Mit einem harten Glanz in den Augen blieb Cyprus neben ihm stehen. »Kein Wort bisher. Der kleine Scheißer. Toller Zeitpunkt, um einfach so zu verschwinden.«
Tydrins Lippen zuckten amüsiert in Anbetracht der Beschimpfung. Vor allem, weil die Bezeichnung klein so überhaupt nicht zu Vyroth passte. »Bist du versucht, ihn, wenn er wieder nach Hause kommt, deswegen zur Rede zu stellen?«
Cyprus schnaubte. »Ich hätte nichts gegen einen Kampf einzuwenden, und mein Zwillingsbruder enttäuscht in dieser Hinsicht nie.«
Das war allerdings wahr. Sehr wahr sogar, denn, nun ja … Wenn Cyprus die Bösartigkeit verkörperte, dann tat Vyroth das gleich hoch drei und dazu noch mit zehn multipliziert. Ja, die beiden mochten dem Aussehen nach identisch sein, doch obwohl sie sich vor der Geburt eine Gebärmutter geteilt hatten, waren sie dennoch nicht gleich. Die Zwillinge hatten grundverschiedene Persönlichkeiten: einer war die Nacht, der andere der Tag. Dank seiner Standhaftigkeit und Ausgeglichenheit war Cyprus eine glänzende Führungspersönlichkeit, die jedem einzelnen Mitglied des Clans genau die Stabilität und Orientierungshilfe bot, die es brauchte. Und Vyroth? Tydrin hätte fast verächtlich geschnaubt. Herrje, der Mann war ein Musterbeispiel an Unberechenbarkeit. Dazu kam noch ein ordentlicher Schuss Unzuverlässigkeit, gemischt mit einer miesen Gesinnung und … ganz genau. Da gab es nichts schönzureden. Vyroth machte, was er wollte, immer schon – und der Rest der Welt konnte ihm gestohlen bleiben.
Was eine gute Erklärung für seine Abwesenheit in den vergangenen Wochen abgab, oder?
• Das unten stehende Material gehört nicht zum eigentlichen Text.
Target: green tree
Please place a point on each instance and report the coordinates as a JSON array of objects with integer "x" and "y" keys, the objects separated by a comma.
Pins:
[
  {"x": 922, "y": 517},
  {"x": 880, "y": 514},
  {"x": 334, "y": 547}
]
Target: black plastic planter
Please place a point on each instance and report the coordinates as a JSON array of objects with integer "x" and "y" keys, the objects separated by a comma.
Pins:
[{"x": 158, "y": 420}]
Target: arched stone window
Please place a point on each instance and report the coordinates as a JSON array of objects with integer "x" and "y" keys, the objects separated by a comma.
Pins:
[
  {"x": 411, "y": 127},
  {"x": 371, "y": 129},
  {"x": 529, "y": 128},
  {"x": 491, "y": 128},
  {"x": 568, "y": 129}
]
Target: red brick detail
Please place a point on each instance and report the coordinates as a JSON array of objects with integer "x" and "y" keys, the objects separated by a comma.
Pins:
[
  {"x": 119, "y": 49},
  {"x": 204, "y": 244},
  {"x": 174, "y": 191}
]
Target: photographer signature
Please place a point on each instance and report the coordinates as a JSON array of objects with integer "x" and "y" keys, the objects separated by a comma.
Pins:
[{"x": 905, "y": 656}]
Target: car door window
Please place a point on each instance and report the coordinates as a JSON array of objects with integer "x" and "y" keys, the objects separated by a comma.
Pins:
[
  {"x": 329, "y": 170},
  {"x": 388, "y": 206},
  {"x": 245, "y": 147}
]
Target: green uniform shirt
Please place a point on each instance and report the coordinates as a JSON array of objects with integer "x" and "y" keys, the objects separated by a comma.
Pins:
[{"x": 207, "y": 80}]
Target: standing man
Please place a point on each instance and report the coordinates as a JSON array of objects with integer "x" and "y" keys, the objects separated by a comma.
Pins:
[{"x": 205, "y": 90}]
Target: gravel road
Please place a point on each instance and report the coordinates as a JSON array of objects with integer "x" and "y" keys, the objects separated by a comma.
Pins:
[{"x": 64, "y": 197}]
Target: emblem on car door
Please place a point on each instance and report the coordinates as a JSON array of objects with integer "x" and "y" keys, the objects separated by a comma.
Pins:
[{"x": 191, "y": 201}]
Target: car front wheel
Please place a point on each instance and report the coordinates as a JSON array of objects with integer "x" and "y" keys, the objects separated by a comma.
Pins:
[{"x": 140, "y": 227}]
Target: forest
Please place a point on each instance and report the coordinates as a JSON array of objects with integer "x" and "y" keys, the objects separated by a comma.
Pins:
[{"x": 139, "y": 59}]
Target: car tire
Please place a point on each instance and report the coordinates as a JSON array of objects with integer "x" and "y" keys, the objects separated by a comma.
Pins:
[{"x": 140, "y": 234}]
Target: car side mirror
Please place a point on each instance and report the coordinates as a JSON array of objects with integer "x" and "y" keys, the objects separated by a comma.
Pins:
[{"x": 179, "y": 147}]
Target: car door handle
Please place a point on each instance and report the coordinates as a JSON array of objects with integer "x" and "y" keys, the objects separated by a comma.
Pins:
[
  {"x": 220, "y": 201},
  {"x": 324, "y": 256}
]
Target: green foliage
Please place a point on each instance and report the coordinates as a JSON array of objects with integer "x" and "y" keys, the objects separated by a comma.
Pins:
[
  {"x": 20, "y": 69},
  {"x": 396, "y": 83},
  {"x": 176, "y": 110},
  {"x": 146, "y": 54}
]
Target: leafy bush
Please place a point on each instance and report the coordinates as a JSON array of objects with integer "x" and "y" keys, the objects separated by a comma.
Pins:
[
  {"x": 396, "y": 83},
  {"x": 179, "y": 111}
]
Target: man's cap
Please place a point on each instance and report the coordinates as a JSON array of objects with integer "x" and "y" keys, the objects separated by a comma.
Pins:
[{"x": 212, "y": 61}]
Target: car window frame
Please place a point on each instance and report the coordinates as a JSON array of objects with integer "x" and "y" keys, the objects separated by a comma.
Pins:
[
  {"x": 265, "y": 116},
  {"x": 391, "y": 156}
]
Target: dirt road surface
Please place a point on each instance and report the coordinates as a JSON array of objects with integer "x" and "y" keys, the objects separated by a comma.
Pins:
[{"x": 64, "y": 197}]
Vyroth scherte sich nicht ums Protokoll und verschwand stets sang- und klanglos. Ohne Bescheid zu geben. Ohne Verabschiedung. Hinterließ nichts als Stille und ein leeres Zimmer. Cyprus und er erwarteten es schon gar nicht mehr anders. Sie konnten die Ruhelosigkeit des Mannes verstehen, sein Verlangen loszuziehen, die Welt zu erkunden, eins zu sein mit seiner Drachenhälfte. Doch der aktuelle Trip, zu dem Vyroth aufgebrochen war, beunruhigte Tydrin. So lange fortzubleiben war untypisch für seinen Bruder. Einige Tage – höchstens eine Woche? Kein Thema. Aber einen Monat, ohne auch nur ein einziges Wort? Er runzelte nachdenklich die Stirn. Nein. Eine derart unverhohlene Missachtung passte nicht zu Vyroths üblichem Modus Operandi.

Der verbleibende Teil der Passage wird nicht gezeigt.